OT is a profession growing "much faster than average" per the Bureau of Labor Statistics which makes it an attractive profession for students- it's very nice to know you can get a job after you graduate. At the same time, it is important to increase our work force- our scope of practice is broad, and if OTs cannot fill the need, someone else will. Therefore, the recruitment (and later training) of effective practitioners should be considered the personal business of every OT and OTA.

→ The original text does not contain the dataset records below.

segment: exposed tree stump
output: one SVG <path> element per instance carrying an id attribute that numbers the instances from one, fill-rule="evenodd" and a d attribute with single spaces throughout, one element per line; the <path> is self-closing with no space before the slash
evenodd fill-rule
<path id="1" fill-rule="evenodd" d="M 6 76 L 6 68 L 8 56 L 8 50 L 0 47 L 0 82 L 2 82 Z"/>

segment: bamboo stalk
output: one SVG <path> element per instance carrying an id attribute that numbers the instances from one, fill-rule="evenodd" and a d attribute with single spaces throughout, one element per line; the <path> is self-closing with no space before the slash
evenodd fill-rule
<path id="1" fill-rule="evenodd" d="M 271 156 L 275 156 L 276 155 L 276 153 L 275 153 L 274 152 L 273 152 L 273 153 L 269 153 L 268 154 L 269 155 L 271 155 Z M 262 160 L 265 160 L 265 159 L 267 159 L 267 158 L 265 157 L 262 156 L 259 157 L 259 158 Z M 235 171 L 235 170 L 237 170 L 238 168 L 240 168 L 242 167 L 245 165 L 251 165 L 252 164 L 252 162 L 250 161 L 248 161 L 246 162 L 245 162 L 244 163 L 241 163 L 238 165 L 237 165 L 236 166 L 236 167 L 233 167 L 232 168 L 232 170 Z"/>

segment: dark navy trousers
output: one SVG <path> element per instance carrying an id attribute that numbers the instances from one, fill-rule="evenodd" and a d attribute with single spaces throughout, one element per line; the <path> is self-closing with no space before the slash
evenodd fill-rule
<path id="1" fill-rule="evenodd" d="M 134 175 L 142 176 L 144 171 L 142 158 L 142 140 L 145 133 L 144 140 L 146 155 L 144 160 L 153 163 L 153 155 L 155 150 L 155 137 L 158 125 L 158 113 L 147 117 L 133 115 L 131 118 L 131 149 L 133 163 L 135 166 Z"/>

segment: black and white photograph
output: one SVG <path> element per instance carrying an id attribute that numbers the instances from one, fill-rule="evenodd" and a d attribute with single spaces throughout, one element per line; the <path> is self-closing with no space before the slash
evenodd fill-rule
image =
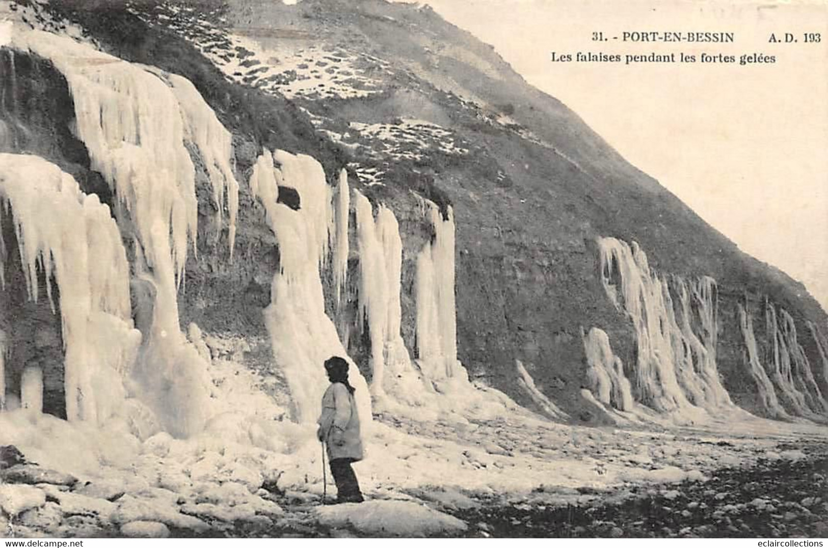
<path id="1" fill-rule="evenodd" d="M 0 542 L 822 546 L 826 41 L 0 0 Z"/>

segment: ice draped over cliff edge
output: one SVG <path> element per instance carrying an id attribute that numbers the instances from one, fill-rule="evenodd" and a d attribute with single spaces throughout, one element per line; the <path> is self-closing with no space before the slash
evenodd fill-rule
<path id="1" fill-rule="evenodd" d="M 585 338 L 599 400 L 628 410 L 628 382 L 636 401 L 679 422 L 703 419 L 702 410 L 736 409 L 716 368 L 715 281 L 659 275 L 635 242 L 602 238 L 598 247 L 604 289 L 632 321 L 638 347 L 636 363 L 625 370 L 606 334 L 593 330 Z"/>

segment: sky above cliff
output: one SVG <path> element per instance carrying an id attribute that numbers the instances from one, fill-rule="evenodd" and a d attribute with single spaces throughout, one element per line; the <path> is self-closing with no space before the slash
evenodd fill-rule
<path id="1" fill-rule="evenodd" d="M 828 310 L 828 7 L 818 2 L 428 0 L 563 101 L 757 258 Z M 609 41 L 592 41 L 603 31 Z M 726 31 L 729 44 L 624 42 L 624 31 Z M 768 43 L 771 33 L 798 41 Z M 821 33 L 819 44 L 805 32 Z M 618 36 L 618 41 L 612 36 Z M 552 51 L 696 55 L 694 64 L 552 62 Z M 701 52 L 734 55 L 701 63 Z M 743 54 L 774 63 L 739 65 Z"/>

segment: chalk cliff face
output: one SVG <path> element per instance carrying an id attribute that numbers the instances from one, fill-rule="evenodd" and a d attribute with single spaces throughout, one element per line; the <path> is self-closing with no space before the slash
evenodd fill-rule
<path id="1" fill-rule="evenodd" d="M 804 288 L 427 7 L 3 8 L 0 407 L 191 435 L 221 335 L 300 422 L 332 354 L 366 416 L 828 416 Z"/>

So today, put forth a little effort into looking for a local career fair. Many middle and high schools offer these in addition to community colleges. If this does not pan out, many teachers are willing to give you a short portion of class time to discuss a relevant career. Girl Scout troops are also a great group to reach out to, since many of the badges and journeys require a career connection.
Developing a presentation shouldn’t be difficult, it's just a time to enthusiastically share some of the numerous possibilities that a life in OT can have. I always try to emphasize the multiple entry points into the profession, give a description of practice in common areas (hospital, school, clinic), and talk briefly about some developing areas of practice (driving, low vision, home mods). You can do a full presentation in 15 minutes and who knows… maybe you’ll be the one who sparks the initial interest of a future master clinician, researcher, or AOTA president. At the very least, you're helping OT to become more widely recognized, which is its own benefit.